The Representation of Female Identity and Social Agency in the Novels of Zoya Pirzad: A Critical Discourse Analysis

Document Type : Original Article

Authors

1 Department of kindergarten

2 English Department, Islamic Azad University of Khomein

10.22034/lda.2026.145551.1130

Abstract

Abstract

This study employs Critical Discourse Analysis (CDA), drawing upon Norman Fairclough’s three-dimensional model, to examine the representation of female identity and social agency in contemporary Iranian fiction. Focusing on two novels by Zoya Pirzad—Things We Left Unsaid (Cheragh-ha ra Man Khamoosh Mikonam) and We’ll Get Used to It (Adat Mikonim)—the research investigates how women are discursively constructed within narrative contexts shaped by tensions between tradition and modernity, silence and agency, individuality and self-sacrifice.

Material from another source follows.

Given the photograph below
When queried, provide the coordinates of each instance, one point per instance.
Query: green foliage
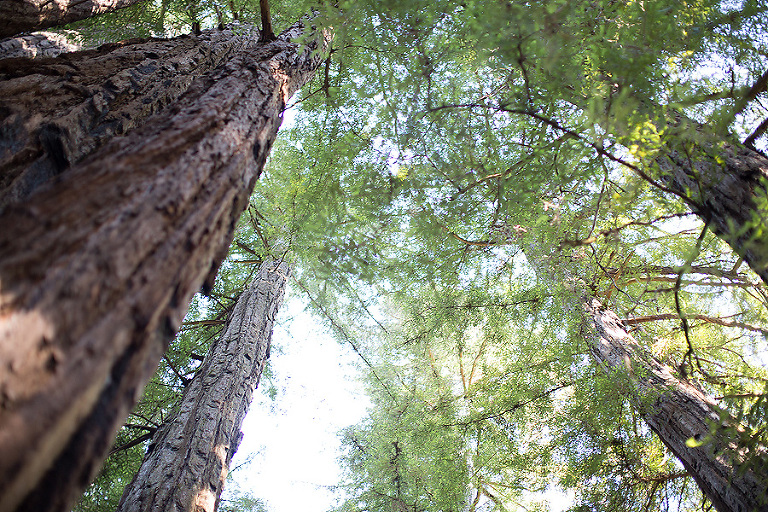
(460, 169)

The findings indicate that dominant socio-cultural discourses reproduce stereotypical gender roles through linguistic choices, family structures, and cultural norms. However, the novels simultaneously create spaces for subtle resistance and the emergence of female agency. The study highlights the latent yet powerful role of language, narrative strategies, and discourse in shaping women’s subjectivity, demonstrating that literature can function both as a mechanism of ideological control and as a site of empowerment and transformation.

Keywords

Critical Discourse Analysis; Female Identity; Social Agency; Feminist Literature; Representation of Women; Zoya Pirzad; Tradition and Modernity; Female Subjectivity; Patriarchal Discourse; Agency.